LeetCode 20. Valid Parentheses

20. Valid Parentheses

Difficulty: easy

Given a string containing just the characters ‘(‘, ‘)’, ‘{‘, ‘}’, ‘[’ and ‘]’, determine if the input string is valid.

An input string is valid if:

  1. Open brackets must be closed by the same type of brackets.
  2. Open brackets must be closed in the correct order.

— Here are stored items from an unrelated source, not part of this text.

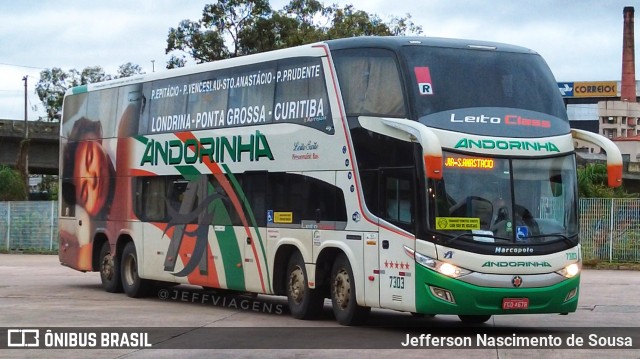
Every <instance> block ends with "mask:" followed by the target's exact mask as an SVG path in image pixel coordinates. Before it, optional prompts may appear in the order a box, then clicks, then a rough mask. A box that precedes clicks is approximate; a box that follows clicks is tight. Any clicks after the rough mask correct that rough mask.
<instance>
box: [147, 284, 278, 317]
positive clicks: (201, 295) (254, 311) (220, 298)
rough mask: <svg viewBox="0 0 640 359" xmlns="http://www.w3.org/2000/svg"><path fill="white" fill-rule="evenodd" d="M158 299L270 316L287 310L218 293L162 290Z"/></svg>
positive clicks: (267, 304) (168, 289) (246, 298)
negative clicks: (208, 292)
mask: <svg viewBox="0 0 640 359" xmlns="http://www.w3.org/2000/svg"><path fill="white" fill-rule="evenodd" d="M158 298H160V299H162V300H171V301H177V302H186V303H200V304H210V305H214V306H220V307H225V308H231V309H242V310H250V311H254V312H260V313H270V314H283V313H284V310H285V305H284V304H281V303H270V302H266V301H261V300H257V299H253V298H242V297H235V296H226V295H219V294H217V293H206V292H199V291H190V290H185V289H178V288H175V289H166V288H162V289H160V290H159V291H158Z"/></svg>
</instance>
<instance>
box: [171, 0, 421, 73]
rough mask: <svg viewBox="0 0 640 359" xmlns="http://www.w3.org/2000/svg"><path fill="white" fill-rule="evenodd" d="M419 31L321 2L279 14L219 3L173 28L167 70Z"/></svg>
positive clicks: (286, 10) (299, 5) (259, 4)
mask: <svg viewBox="0 0 640 359" xmlns="http://www.w3.org/2000/svg"><path fill="white" fill-rule="evenodd" d="M420 33H422V27H421V26H418V25H416V24H414V23H413V21H412V20H411V15H409V14H407V15H406V16H405V17H391V18H390V20H389V22H385V21H384V20H382V19H381V18H380V17H379V16H378V15H376V14H369V13H367V12H365V11H362V10H357V9H356V8H354V6H353V5H346V6H344V7H339V6H338V5H331V6H328V7H325V6H324V5H323V4H322V3H321V2H319V1H317V0H292V1H291V2H290V3H289V4H287V5H286V6H285V7H284V8H283V9H282V10H279V11H273V10H272V9H271V7H270V6H269V3H268V1H267V0H218V2H217V3H215V4H210V5H206V6H205V8H204V10H203V13H202V17H201V19H200V20H198V21H191V20H183V21H181V22H180V24H179V25H178V27H176V28H170V29H169V35H168V37H167V48H166V49H165V52H166V53H167V54H170V55H171V58H170V60H169V61H168V62H167V68H174V67H181V66H184V65H185V64H186V62H187V61H188V60H189V59H191V60H194V61H195V62H196V63H202V62H209V61H215V60H220V59H226V58H230V57H235V56H241V55H247V54H253V53H258V52H263V51H269V50H276V49H281V48H286V47H292V46H297V45H302V44H308V43H312V42H317V41H320V40H327V39H336V38H342V37H352V36H364V35H385V36H389V35H412V34H420ZM225 39H228V41H225Z"/></svg>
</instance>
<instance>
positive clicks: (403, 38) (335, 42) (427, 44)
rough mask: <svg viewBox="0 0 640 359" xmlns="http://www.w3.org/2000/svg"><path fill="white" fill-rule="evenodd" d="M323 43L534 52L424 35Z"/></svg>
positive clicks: (464, 39) (486, 43)
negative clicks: (430, 46) (425, 36)
mask: <svg viewBox="0 0 640 359" xmlns="http://www.w3.org/2000/svg"><path fill="white" fill-rule="evenodd" d="M325 43H326V44H328V45H329V48H330V49H331V50H343V49H350V48H367V47H377V48H387V49H390V50H398V49H400V48H401V47H403V46H432V47H449V48H457V49H478V50H495V51H501V52H519V53H529V54H535V53H536V52H535V51H533V50H531V49H528V48H525V47H521V46H516V45H509V44H504V43H498V42H490V41H479V40H465V39H449V38H440V37H424V36H413V37H406V36H360V37H351V38H345V39H337V40H328V41H325Z"/></svg>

Note that an empty string is also considered valid.

Example 1:

Input: “()”
Output: true

Example 2:

Input: “()[]{}”
Output: true

Example 3:

Input: “(]”
Output: false

Example 4:

Input: “([)]”
Output: false

Example 5:

Input: “{[]}”
Output: true

Only Version:

class Solution {
public:
    int cToN(const char c) {
        switch (c) {
            case '(': return 0;
            case '[': return 1;
            case '{': return 2;
            case '}': return 3;
            case ']': return 4;
            case ')': return 5;
            default: assert(0);
        }
        return 6;
    }
    
    bool isValid(string s) {
        vector<char> stk;
        if (s.size() % 2)
            return false;
        auto itr = begin(s);
        while (itr != end(s)) {
            if (cToN(*itr) > 2) {
                if (stk.empty() or cToN(*itr) + cToN(stk.back()) != 5) {
                    return false;
                }
                else {
                    stk.pop_back();
                }
            } else {
                stk.push_back(*itr);
            }
            ++itr;
        }
        
        if (stk.empty()) {
            return true;
        } else {
            return false;
        }
    }
};

Rate:
Runtime: 0 ms, faster than 100.00% of C++ online submissions for Valid Parentheses.
Memory Usage: 8.5 MB, less than 83.72% of C++ online submissions for Valid Parentheses.

满满我自己风格的代码, switch封装函数.
题目是非常简单的, 因为之前在HDOJ上做过类似的Train Problem I, 当时就想到是用栈写的, 所以这次这个题目也变得非常容易.